There are two important numbers that have to do with your question.
The first is "Worst Case Scenario": In the absolute worst case, one 2k resistor with 5% will be either 2.1k or 1.9k. One resistor of 1k 5% will be 1.05k or 0.95k, added together this comes to either 2.1k or 1.9k. So in the worst case, in series, a bunch of resistors with the same tollerance will always retain their tollerance over the total value and be just as good as one big one.

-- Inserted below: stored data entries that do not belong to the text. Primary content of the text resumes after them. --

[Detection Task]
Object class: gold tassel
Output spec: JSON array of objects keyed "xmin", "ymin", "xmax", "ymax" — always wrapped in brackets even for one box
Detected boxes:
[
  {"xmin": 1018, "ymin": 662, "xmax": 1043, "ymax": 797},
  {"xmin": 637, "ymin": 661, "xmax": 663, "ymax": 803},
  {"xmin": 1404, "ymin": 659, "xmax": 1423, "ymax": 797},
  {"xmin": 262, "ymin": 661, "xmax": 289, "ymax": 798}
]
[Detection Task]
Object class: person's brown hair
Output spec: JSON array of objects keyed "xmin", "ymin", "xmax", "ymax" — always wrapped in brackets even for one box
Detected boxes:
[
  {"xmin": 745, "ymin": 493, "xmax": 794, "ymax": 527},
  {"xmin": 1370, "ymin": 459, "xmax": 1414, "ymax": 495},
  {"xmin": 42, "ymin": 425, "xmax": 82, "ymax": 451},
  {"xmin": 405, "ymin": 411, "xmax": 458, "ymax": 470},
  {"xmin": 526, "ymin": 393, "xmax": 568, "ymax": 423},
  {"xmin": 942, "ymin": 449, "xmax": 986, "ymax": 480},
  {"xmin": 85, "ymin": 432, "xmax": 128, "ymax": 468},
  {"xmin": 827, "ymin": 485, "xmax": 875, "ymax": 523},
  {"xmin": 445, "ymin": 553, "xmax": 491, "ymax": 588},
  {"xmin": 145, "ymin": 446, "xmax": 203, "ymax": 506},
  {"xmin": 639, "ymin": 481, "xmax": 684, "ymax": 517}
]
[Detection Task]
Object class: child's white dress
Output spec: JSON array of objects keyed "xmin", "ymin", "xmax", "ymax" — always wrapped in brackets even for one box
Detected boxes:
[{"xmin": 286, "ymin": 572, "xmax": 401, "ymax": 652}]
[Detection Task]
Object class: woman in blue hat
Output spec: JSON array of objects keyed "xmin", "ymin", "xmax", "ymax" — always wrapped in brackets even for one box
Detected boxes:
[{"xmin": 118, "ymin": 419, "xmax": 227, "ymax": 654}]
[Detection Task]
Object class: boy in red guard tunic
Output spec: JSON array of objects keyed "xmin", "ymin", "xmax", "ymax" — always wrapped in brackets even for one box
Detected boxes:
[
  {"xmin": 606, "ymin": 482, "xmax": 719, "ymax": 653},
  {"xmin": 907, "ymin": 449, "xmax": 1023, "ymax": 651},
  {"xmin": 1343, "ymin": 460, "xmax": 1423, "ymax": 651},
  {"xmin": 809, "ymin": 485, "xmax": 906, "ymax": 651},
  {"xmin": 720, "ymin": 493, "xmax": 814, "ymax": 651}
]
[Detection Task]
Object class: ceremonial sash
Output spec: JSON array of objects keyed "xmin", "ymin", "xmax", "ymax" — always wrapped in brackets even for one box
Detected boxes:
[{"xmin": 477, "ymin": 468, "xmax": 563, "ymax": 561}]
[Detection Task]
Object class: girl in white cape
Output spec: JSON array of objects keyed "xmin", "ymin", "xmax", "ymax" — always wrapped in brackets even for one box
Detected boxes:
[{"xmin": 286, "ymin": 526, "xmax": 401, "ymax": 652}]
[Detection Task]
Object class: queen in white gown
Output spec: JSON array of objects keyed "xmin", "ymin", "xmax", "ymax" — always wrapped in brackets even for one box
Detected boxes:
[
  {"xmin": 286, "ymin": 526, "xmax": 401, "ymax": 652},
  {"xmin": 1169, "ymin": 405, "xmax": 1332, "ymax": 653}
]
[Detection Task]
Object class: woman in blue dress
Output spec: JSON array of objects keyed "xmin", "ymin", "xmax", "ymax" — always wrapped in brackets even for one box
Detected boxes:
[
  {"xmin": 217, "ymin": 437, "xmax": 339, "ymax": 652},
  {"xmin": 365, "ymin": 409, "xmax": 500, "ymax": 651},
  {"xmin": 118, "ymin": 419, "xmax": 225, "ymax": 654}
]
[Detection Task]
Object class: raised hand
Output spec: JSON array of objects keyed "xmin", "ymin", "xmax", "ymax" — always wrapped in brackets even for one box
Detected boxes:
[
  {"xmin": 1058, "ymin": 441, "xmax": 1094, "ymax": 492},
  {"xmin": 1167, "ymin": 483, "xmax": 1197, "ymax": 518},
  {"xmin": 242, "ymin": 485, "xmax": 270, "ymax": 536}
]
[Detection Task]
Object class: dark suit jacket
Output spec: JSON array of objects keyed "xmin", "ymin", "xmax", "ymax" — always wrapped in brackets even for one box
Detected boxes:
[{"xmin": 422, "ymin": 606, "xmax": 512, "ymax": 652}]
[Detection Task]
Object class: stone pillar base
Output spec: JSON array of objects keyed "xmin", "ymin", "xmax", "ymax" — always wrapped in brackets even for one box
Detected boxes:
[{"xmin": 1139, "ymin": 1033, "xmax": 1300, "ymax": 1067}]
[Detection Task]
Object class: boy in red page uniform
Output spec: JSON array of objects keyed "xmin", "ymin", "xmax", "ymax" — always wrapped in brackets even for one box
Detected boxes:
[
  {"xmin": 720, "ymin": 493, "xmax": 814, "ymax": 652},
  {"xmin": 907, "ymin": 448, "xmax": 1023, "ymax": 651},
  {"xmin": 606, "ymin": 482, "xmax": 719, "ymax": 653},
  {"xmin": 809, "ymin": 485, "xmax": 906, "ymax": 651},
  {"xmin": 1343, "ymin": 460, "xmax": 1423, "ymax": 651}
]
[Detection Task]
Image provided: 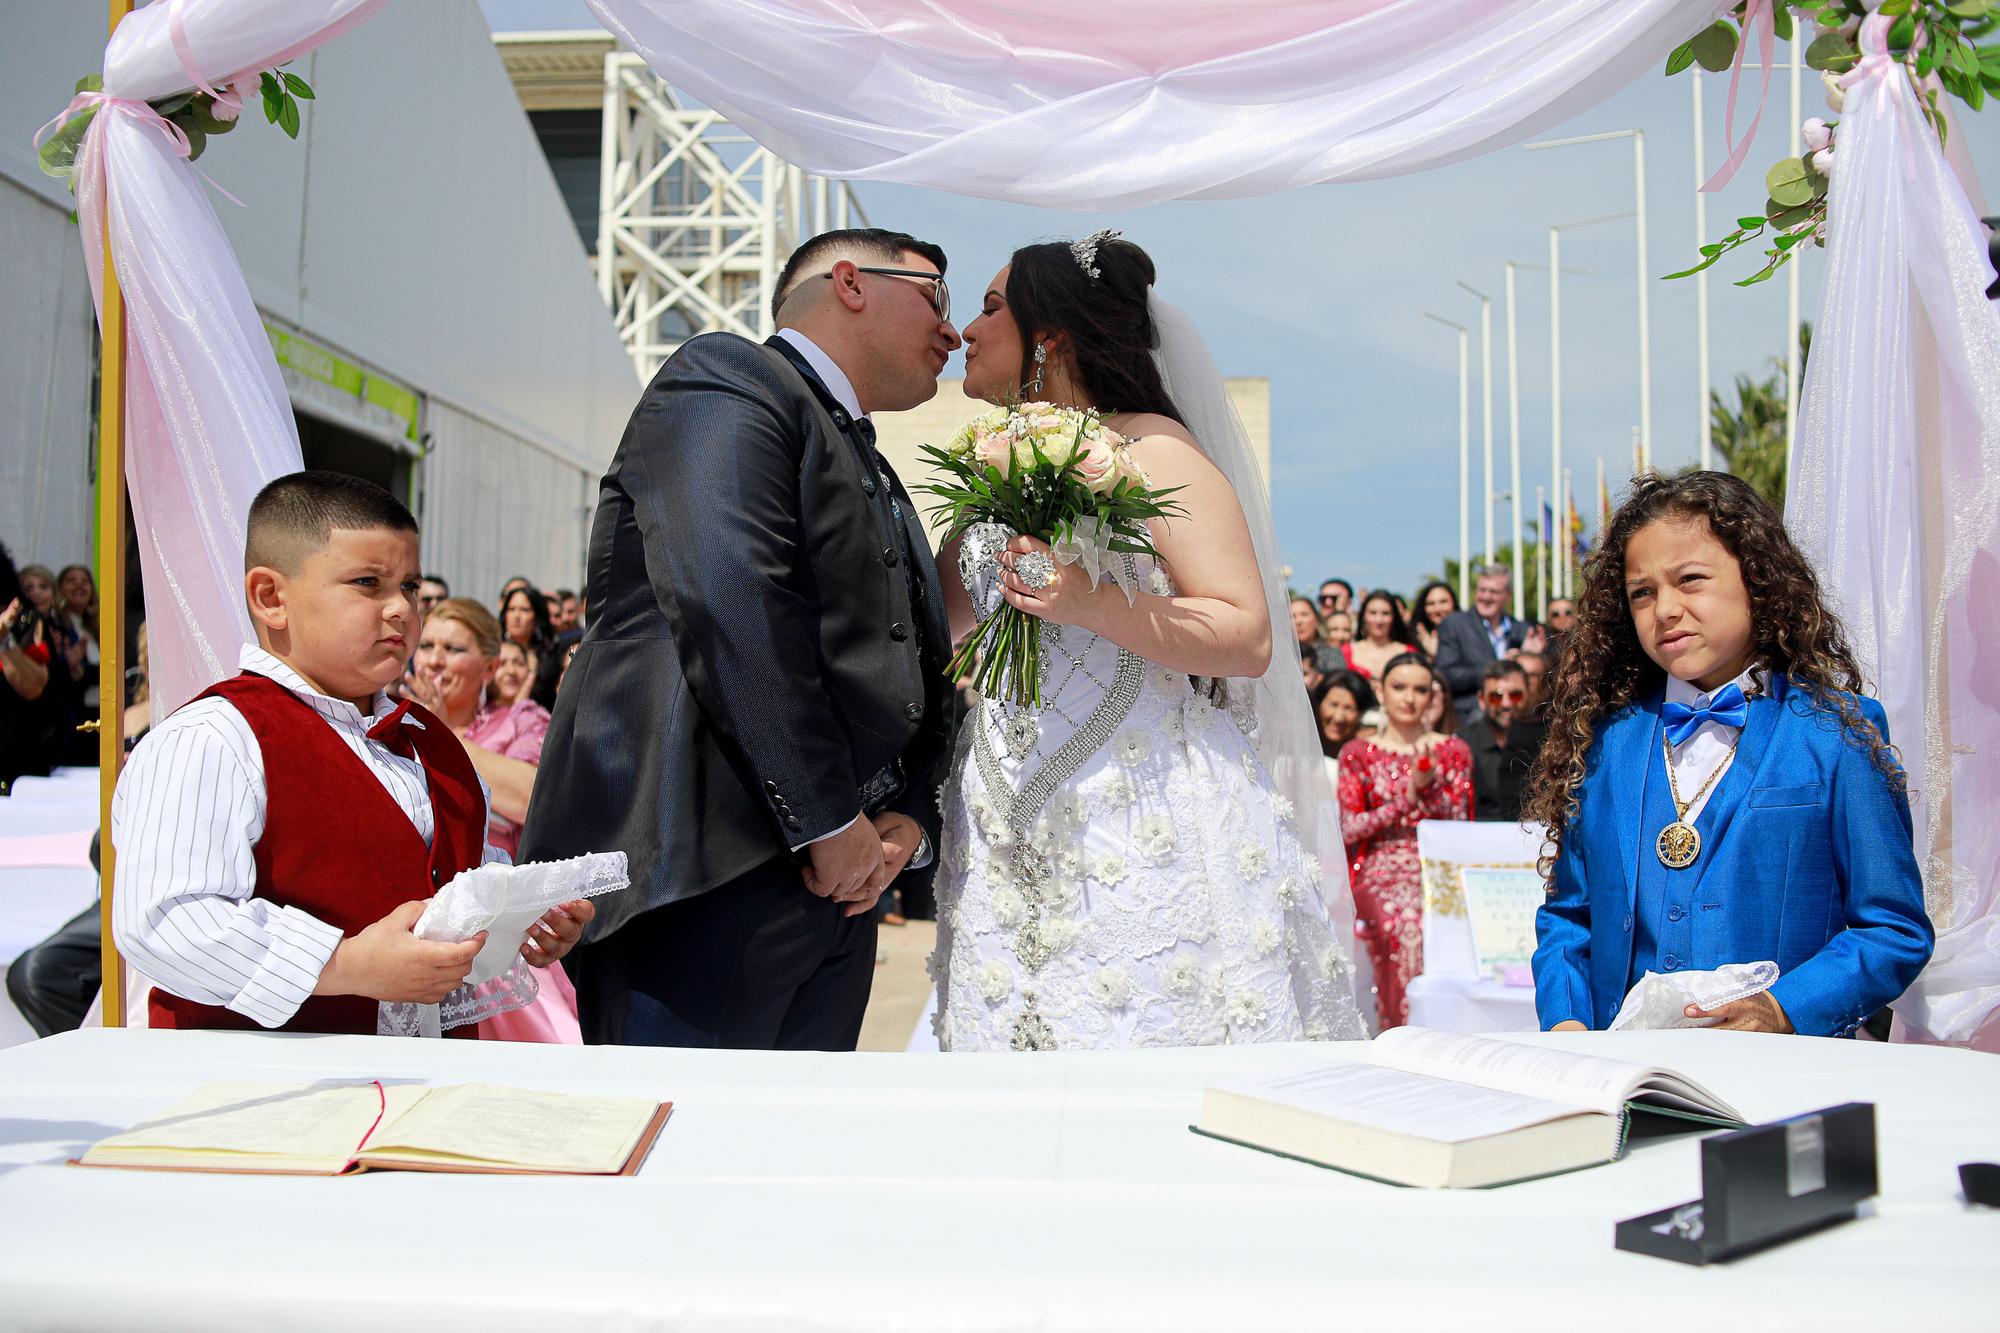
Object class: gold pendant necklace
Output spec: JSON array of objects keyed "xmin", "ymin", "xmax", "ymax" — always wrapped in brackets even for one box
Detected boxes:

The other important number is the law of large numbers. If you have 1000 resistors that have an ideal target value and are specified with an absolute maximum error of 5%, of course it's very likely that quite a few of those will be very close to the target value and that the number of resistors with too high a value is about as high as the number with a lower value. The production process for components like resistors falls under a natural statistical process, so it's extremely likely the resulting resistors in a large batch across multiple productions yield what is called a gaussian curve. Such a curve is symetrical around the "desired" value and the manufacturer will try to get that "desired" value to be the value he sells the resistors as, for statistical yield reasons. So you can make an assumption that if you buy 100 resistors, you too get a gaussian distribution. Actually, that may not be the exact case, with resistors a large enough number may have to be 10's of thousands to get a real gaussian distribution. But the assumption is more valid than that all will be off by the worst case in the same direction (all with -5%, or all with +5%)

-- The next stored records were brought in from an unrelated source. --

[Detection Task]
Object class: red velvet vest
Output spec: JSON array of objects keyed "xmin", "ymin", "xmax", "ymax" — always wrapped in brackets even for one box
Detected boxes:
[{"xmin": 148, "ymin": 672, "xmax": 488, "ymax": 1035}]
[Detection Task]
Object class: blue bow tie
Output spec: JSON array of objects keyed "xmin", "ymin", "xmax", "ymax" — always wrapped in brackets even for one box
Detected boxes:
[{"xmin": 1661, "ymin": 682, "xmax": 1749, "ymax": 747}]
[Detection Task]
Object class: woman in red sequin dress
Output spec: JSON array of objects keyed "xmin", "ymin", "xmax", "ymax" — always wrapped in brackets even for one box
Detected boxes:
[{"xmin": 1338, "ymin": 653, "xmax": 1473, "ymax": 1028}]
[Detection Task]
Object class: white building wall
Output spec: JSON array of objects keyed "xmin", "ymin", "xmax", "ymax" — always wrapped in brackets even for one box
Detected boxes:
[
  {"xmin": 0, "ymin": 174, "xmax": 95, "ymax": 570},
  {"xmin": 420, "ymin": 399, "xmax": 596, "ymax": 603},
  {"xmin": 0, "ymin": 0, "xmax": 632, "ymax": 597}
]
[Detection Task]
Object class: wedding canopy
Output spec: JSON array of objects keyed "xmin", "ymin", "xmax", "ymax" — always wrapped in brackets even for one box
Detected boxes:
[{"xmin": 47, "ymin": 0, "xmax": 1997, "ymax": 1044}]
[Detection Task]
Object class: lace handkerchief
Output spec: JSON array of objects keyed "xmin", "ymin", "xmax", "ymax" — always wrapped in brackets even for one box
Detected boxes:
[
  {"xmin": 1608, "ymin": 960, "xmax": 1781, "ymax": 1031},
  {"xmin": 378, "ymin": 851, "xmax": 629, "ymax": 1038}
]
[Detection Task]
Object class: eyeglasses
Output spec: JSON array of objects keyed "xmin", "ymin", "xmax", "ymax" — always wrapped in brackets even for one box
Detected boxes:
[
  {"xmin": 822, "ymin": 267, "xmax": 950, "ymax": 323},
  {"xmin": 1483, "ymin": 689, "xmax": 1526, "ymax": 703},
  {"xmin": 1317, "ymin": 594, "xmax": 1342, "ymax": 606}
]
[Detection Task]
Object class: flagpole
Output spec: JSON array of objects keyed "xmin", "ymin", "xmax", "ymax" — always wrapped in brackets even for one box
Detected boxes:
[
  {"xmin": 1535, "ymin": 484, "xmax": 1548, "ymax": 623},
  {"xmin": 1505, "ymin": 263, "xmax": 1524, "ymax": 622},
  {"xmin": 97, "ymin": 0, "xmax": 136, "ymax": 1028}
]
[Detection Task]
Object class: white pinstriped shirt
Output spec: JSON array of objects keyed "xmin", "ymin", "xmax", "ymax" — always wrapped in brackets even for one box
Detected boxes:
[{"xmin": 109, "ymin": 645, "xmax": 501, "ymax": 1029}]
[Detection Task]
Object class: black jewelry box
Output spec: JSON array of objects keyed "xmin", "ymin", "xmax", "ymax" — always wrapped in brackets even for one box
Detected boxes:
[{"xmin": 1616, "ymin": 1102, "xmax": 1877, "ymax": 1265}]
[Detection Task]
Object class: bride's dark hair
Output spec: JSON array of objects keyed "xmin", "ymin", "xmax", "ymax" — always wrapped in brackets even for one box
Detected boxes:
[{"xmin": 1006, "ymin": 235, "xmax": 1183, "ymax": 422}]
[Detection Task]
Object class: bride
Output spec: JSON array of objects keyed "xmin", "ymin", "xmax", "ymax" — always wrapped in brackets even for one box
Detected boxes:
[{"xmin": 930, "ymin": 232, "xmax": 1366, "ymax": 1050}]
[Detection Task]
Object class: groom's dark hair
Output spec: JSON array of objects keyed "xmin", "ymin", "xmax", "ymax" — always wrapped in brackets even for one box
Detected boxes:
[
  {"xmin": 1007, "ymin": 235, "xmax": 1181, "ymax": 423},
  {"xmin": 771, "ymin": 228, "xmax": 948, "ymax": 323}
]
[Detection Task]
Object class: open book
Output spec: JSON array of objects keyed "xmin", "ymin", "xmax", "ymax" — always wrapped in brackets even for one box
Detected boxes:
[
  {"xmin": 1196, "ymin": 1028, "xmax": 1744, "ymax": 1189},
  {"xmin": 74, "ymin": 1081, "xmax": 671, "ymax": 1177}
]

That's all well and nice, but what does it mean? It means that if you have 10 resistors of 200 Ohms at 5% in series, it's reasonably likely that one will be 201 Ohm, another 199 Ohm, another will be 204 Ohm, yet another will be 191 Ohm, etc etc, and all those "too low" and "too high" values compensate each other and it becomes, suddenly, a big 2k chain with a much better accuracy, through the law of large numbers.

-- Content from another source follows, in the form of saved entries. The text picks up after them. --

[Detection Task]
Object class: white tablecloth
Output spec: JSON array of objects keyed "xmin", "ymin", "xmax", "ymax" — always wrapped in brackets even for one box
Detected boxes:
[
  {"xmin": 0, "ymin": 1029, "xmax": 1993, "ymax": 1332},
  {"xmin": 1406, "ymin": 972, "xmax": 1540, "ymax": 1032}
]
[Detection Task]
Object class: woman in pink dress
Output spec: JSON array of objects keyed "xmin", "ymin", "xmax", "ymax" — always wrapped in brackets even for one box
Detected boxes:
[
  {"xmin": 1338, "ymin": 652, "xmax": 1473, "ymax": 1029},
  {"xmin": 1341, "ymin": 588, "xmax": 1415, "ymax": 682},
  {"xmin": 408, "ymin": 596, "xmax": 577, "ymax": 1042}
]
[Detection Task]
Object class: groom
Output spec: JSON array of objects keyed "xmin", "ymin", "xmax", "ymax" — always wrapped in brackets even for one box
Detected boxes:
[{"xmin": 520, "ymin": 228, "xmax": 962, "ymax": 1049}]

Again, this is only in the specific case of the same value resistors in series. While different values in series are also likely to become more accurate on average, the degree to which this happens or how likely it is, is hard to express correctly without knowing the exact use-case and exact-values.
So, it is, at the least, not at all harmful to place many resistors of same value in series, and usually it gives a much better result. Combine that with the fact that manufacturing a huge amount of boards with just 3 different components is much cheaper than with 30 different components and you often see designs with only 1k and 10k (or maybe 100 Ohm and 100k as well)resistos in cheap, high-volume-production trinkets, where any other value is a combination of the two.